Friday, March 29, 2024

Palestinians confront settlers grazing cattle in their lands, several suffocate from army’s teargas

Several Palestinian villagers today suffocated in confrontations with Israeli soldiers and settlers grazing their cattle on crops of Beit Dajan village, east of the northern West Bank city of Nablus, according to a local activist.

Member of Beit Dajan Land Defense Committee, Salim Abu Jish, said that Israeli settlers brought a herd of cows into the fields of the villagers, east of the village, sparking confrontations with the villagers who managed to expel the settlers.

An Israeli military force summoned by the settlers arrived at the scene. The soldiers opened fire towards the Palestinian landowners, causing several to suffocate from tear gas inhalation.
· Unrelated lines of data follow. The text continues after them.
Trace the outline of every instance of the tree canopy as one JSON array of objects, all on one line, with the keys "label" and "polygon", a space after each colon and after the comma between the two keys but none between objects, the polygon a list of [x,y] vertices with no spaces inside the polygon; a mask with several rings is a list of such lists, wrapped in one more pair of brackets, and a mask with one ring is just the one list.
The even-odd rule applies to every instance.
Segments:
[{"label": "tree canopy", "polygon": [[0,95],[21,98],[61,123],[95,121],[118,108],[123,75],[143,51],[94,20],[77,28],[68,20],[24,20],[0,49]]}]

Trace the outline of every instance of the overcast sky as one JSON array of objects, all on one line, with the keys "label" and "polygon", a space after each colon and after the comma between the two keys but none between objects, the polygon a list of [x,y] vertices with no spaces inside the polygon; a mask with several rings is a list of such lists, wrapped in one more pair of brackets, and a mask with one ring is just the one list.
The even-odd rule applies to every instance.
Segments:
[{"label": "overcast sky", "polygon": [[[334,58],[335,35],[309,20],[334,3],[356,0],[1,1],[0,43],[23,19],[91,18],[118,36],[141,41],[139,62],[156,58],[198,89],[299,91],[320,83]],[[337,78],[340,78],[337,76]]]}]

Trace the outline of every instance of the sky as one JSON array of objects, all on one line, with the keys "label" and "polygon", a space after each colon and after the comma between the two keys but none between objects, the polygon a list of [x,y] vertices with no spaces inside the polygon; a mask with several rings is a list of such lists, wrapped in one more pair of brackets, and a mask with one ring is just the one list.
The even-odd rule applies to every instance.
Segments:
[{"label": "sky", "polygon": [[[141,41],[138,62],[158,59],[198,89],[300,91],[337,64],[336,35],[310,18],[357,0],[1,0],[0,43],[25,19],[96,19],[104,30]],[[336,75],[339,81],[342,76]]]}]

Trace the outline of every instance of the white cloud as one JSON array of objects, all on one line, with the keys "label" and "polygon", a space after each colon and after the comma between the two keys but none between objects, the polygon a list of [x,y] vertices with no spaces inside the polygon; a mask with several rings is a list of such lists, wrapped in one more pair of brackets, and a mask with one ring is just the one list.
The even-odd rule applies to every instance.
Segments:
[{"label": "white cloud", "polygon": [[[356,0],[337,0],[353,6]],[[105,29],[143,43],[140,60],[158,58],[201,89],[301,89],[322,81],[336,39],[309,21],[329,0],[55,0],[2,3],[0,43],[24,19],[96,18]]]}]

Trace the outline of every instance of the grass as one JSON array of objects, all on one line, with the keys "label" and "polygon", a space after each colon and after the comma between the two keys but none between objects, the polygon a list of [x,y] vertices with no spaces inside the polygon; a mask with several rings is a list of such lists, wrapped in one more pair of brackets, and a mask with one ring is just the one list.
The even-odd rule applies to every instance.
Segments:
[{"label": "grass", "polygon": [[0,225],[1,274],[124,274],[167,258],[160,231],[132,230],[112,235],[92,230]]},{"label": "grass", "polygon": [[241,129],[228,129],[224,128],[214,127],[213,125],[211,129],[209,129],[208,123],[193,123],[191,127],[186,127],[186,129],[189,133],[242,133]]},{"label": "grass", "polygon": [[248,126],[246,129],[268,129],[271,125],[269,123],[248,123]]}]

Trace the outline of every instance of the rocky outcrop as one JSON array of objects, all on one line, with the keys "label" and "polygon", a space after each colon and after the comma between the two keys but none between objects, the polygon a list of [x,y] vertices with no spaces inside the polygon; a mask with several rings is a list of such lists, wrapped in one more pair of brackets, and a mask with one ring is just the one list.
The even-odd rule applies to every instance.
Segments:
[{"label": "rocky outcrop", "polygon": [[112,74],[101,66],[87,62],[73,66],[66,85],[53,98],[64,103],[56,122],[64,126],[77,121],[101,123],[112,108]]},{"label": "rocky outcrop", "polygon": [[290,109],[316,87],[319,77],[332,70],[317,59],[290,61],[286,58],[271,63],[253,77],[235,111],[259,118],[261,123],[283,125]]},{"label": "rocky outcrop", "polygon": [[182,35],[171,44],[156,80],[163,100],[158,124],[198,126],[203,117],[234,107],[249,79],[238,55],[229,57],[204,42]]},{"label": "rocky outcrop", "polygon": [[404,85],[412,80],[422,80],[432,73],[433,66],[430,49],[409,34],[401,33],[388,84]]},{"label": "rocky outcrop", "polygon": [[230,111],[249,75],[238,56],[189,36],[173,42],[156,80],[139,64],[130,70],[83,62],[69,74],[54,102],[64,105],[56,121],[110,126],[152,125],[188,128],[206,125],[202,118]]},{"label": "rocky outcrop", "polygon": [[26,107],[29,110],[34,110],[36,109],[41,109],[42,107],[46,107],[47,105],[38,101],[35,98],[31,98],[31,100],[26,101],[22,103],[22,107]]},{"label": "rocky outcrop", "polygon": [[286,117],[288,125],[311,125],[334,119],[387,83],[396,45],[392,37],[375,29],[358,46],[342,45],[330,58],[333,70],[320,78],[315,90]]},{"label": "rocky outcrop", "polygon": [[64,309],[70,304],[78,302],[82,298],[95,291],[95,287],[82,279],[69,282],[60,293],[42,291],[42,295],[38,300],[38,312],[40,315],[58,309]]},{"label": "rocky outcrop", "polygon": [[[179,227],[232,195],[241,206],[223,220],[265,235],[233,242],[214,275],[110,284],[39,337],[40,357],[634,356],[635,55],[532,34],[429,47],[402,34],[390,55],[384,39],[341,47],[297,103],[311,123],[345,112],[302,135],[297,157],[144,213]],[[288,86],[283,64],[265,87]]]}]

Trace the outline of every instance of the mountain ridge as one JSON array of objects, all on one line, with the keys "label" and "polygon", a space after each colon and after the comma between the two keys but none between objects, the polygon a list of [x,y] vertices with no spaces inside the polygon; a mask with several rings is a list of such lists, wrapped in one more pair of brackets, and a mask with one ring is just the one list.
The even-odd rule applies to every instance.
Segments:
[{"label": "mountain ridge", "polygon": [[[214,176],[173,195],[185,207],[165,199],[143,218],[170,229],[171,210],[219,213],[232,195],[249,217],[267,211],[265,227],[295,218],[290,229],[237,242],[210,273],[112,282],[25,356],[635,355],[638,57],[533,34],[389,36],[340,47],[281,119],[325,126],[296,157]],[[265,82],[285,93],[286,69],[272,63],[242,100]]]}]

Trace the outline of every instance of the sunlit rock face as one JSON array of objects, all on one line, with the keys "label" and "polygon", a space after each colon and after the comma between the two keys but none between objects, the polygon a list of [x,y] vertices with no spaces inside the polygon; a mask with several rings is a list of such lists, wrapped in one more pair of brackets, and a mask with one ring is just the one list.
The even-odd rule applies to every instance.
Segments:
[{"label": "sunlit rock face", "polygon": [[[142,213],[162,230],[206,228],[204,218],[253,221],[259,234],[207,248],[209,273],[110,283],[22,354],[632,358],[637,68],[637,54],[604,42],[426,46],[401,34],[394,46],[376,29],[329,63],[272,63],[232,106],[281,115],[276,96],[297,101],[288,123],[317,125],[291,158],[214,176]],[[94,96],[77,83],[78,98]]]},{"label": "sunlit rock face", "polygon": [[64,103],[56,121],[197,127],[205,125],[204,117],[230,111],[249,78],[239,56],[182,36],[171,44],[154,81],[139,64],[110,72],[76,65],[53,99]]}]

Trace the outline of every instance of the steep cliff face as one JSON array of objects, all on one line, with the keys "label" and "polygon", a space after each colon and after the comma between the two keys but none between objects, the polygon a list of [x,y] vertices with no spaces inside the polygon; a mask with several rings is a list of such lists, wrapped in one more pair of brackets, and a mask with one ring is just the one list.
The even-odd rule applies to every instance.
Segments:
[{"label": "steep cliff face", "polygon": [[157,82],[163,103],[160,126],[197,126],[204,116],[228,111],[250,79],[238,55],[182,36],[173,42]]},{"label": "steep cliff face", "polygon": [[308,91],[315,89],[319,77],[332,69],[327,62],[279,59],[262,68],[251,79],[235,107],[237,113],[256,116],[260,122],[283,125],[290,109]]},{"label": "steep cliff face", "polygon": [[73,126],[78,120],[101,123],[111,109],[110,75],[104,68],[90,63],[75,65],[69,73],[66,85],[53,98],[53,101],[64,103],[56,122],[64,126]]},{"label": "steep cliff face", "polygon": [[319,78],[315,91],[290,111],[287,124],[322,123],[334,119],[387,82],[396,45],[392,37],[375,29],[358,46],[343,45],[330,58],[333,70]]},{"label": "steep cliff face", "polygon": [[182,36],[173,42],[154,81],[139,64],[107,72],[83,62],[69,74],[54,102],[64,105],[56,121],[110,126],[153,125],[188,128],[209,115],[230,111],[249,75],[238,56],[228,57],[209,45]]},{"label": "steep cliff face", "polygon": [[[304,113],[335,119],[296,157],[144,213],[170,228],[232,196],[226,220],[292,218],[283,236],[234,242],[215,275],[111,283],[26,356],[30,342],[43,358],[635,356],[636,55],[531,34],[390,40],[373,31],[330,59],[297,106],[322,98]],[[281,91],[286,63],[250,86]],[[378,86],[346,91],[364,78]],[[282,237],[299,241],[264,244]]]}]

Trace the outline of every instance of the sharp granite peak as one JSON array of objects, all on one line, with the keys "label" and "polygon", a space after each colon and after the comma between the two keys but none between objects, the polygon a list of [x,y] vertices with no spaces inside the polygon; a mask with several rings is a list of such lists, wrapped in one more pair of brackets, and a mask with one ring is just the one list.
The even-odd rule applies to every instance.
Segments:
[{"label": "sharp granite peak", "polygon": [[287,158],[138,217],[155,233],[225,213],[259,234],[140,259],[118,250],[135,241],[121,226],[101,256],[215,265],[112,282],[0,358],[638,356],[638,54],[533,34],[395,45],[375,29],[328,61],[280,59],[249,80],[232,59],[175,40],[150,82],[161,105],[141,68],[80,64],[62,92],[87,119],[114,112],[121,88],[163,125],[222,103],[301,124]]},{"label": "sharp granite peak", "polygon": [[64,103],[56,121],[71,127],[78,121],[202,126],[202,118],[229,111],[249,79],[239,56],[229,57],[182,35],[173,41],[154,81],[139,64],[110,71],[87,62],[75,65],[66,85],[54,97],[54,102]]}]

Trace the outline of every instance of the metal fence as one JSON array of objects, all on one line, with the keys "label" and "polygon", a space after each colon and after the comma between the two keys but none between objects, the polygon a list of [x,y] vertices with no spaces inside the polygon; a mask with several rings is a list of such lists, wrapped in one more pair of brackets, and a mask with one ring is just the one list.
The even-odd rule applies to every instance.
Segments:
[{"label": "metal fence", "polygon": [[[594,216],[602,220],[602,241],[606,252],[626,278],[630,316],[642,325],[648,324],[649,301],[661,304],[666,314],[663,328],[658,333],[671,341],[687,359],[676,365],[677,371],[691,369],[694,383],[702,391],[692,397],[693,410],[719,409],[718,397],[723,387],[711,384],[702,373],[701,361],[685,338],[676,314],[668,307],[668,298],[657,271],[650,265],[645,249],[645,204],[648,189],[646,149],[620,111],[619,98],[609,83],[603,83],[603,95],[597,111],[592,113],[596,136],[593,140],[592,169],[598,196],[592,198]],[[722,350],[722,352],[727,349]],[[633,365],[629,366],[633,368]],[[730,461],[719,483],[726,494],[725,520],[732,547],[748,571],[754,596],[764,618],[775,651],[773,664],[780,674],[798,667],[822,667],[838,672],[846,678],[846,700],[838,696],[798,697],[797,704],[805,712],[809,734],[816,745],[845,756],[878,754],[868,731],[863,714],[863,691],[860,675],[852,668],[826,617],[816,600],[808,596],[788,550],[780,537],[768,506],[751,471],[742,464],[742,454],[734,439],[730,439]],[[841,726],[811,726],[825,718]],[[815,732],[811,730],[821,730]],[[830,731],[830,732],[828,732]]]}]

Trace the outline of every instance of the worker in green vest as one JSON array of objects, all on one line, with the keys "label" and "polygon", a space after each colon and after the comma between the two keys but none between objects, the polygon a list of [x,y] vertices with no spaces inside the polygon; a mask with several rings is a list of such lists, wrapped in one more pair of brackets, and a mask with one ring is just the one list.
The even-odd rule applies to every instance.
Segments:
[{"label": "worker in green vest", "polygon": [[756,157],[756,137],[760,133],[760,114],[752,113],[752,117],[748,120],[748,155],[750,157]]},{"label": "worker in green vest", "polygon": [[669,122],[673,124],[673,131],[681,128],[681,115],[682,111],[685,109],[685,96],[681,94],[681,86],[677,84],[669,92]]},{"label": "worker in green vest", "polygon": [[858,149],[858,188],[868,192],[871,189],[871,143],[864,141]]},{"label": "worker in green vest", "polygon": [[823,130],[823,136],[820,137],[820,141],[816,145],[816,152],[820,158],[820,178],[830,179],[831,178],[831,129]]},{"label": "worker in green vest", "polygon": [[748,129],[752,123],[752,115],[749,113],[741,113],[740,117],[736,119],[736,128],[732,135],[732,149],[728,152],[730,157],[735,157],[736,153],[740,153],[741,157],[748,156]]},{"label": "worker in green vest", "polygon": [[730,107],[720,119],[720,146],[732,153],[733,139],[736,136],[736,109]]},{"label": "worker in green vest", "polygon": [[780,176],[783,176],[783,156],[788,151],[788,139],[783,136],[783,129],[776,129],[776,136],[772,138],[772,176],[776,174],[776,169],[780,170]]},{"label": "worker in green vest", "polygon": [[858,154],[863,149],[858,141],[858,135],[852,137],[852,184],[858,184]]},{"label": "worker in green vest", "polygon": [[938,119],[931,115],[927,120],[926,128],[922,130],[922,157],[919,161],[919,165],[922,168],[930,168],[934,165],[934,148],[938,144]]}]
Beit Dajan has become a scene for weekly protests against the Israeli occupation authorities’ move to construct new colonial settlements and expand existing ones at the expense of Palestinian territory.

Located 12 kilometers to the east of Nablus city, Beit Dajan has a population of some 4,700 and occupies a total area of 44,100 dunums, including 360 dunums of built-up area for the villagers. A large part of the village lands was seized for the construction of al-Hamra and Mekhora (Mehola) colonial settlements, east and southeast of the village, in 1971 and 1973.

The village depends on grains plantation and fruitful trees, such as olive, figs and almonds.

Settler violence against Palestinians and their property is routine in the West Bank and is rarely prosecuted by Israeli authorities.

It includes property arsons, stone-throwing, uprooting of crops and trees, attacks on vulnerable homes, among others.

There are over 700,000 Israeli settlers living in colonial settlements in the occupied West Bank and East Jerusalem.